Regulation

SEC reaches financial settlement with Longfin CEO Venkata Meenavalli

Venkata Meenavalli, CEO of fraudulent financial services company Longfin, has settled for $400,000 with the US Securities and Exchange Commission (SEC).

A press release issued by the SEC last week states that an agreement has been reached for disgorgement and penalties.

The SEC initially filed fraud action against Longfin Corp and Meenavalli in June 2019 for falsifying company revenue and fraudulently listing on the Nasdaq stock exchange.

Longfin indicated that it would be acquiring cryptocurrency start-up Ziddu in December 2017, which caused the company’s shares to rise over 1,000% – a move the SEC alleges was insider trading.

Meenavalli publicly stated that the inflated value of his company following the acquisition announcement was an overvaluation in an interview with CNBC in December 2017.

However, the SEC accused Meenavalli of falsely representing SEC filings to make it seem like Longfin was a US-based company, when in reality it was based offshore.

The SEC has alleged that $33 million in Longfin stocks had been sold using unregistered transactions, of which $27 million had been successfully frozen during a preliminary injunction.

The regulator claims that the acquisition of a cryptocurrency company just two days after Longfin went public was a deliberate effort to pump the company’s stock alongside the cryptocurrency market hype.

Penalties and settlement

Meenavalli has now agreed to settle the dispute by paying $400,000 in disgorgement and penalties, which will bring a close to proceedings against him.

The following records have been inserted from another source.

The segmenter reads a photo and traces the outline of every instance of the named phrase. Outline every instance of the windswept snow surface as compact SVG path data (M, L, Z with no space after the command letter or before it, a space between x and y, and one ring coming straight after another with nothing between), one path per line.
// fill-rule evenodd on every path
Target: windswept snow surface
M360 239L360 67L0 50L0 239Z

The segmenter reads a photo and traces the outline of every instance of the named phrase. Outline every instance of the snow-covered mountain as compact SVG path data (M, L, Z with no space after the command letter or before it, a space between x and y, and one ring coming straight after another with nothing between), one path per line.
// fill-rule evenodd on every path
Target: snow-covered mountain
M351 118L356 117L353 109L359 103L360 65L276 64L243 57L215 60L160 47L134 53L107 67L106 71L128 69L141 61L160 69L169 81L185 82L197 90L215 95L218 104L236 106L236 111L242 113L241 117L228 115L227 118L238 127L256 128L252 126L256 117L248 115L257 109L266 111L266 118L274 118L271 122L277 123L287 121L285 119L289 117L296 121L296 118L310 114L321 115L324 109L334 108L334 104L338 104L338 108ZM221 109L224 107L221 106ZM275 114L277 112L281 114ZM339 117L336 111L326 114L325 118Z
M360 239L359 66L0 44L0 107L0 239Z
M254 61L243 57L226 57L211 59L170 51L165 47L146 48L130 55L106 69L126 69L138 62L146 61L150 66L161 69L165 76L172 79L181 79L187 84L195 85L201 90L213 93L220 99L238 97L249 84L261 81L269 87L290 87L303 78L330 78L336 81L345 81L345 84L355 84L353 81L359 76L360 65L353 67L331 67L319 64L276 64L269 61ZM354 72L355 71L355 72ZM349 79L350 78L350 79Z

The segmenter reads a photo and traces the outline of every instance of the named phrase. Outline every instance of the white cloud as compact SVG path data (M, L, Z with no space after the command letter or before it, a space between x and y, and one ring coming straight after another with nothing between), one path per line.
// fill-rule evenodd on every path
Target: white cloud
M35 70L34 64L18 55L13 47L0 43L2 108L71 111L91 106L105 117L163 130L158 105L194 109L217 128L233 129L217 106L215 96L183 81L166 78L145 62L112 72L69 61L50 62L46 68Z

This includes $159,000 dollars in salary which he received while acting as CEO of Longfin, interest of $9,000, and an additional $232,000 civil penalty fine.

Meenavalli will also have to surrender his remaining Longfin stock, and he is barred from becoming a company director in the US for life.

Longfin’s CEO and three other executive officers personally gained over $26 million from the scheme, which the SEC is now seeking to redistribute to affected investors through a Fair Fund program.

The SEC has successfully enforced multiple orders recently, announcing in December that it had instructed Blockchain of Things to pay $250,000 for selling unregistered securities.